The annual catch-up…

Last week the clocks went forward an hour allowing for lighter days.  Spring has also begun to well, ‘spring up’ after an unseasonably mild winter.  It was with great excitement that this was also the week, my new quad sticks finally arrived from Florida. However, the most important event for me last weekend was the arrival of my dear Gran. (My last post featuring Gran was after her last big birthday, almost a year ago.)

I see Gran roughly once a year. This time my uncle and aunt drove south with Gran, to Manchester. A journey of almost 4 hours, without stops. I was so ‘chuffed’ (read: overjoyed) to see her. Unfortunately, I had to wait until the afternoon of Saturday to see them, despite knowing my Gran had arrived in Manchester the previous night. This was to allow me maximum time to get up and to rest before their visit, the first day of two, an added bonus.

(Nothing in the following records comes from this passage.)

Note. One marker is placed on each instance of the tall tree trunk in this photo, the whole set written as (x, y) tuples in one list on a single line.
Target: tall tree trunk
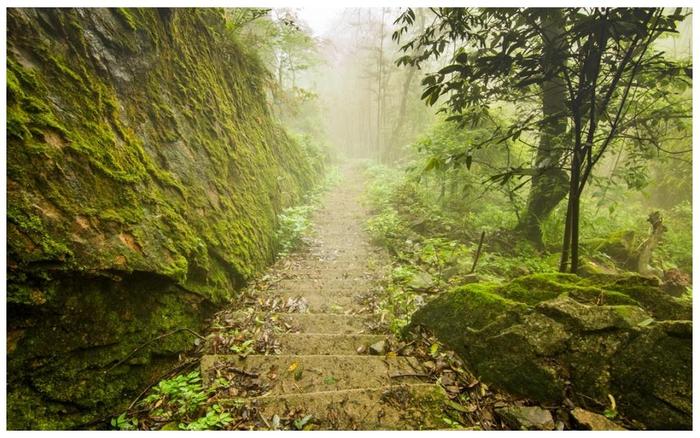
[(380, 77), (549, 184)]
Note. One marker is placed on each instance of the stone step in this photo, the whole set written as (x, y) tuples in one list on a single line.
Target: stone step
[(323, 301), (323, 343), (321, 284), (287, 374), (328, 323), (396, 407)]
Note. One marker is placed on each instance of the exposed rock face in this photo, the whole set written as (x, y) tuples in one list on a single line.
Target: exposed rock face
[(557, 336), (144, 178)]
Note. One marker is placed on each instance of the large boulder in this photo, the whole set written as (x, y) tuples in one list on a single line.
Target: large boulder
[(551, 337)]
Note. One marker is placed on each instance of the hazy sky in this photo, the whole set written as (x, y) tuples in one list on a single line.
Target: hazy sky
[(319, 19)]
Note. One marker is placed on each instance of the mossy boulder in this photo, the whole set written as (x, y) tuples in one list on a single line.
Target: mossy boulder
[(144, 178), (575, 338)]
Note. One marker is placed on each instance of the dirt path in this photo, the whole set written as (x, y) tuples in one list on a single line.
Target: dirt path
[(311, 350)]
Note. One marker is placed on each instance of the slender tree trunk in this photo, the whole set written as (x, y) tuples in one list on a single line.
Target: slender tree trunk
[(549, 184), (380, 76), (564, 262)]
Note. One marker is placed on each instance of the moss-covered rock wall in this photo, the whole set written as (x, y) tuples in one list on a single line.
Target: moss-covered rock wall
[(144, 174)]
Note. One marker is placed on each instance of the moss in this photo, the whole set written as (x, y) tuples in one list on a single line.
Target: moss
[(127, 17), (465, 308), (137, 145)]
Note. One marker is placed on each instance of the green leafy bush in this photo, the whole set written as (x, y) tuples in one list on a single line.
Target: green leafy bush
[(215, 418)]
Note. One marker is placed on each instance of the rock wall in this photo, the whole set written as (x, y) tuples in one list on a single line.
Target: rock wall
[(144, 176)]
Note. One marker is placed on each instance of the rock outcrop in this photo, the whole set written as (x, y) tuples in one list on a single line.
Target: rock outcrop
[(553, 337), (144, 177)]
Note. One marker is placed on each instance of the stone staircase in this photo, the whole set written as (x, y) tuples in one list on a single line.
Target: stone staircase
[(322, 364)]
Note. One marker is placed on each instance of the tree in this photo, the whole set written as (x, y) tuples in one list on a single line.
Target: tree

My Aunt explained to me that the extra day was to allow for me having a bad day, or even a ‘bed day’ where I would need to curtail their visit to preserve energy for the following day. Plus… I got to spend more time with Gran. Their thoughtfulness delighted me, but didn’t surprise me, knowing how thoughtful my Gran is, especially.

We were having a laugh and a joke about how my Auntie is always in ‘physio mode’, checking I was managing with my new sticks, even though she was hundreds of miles from work! I was putting in a supreme effort that day, as I was desperate to walk well for Gran. I’m thankful to God that he kept me well, and smiley to enjoy those two days, enough that my ‘spark’ was back.

My limited energy was also boosted by masses of excitement over the visit(s), ensuring adrenaline booted my flagging energy. ‘Pacing’ (when activities are broken up into parts according to available energy) is always important. My relatives did this for me, checking at every half/hour that I was okay with them staying longer, and meant I could simply enjoy the visit.  Gran did too!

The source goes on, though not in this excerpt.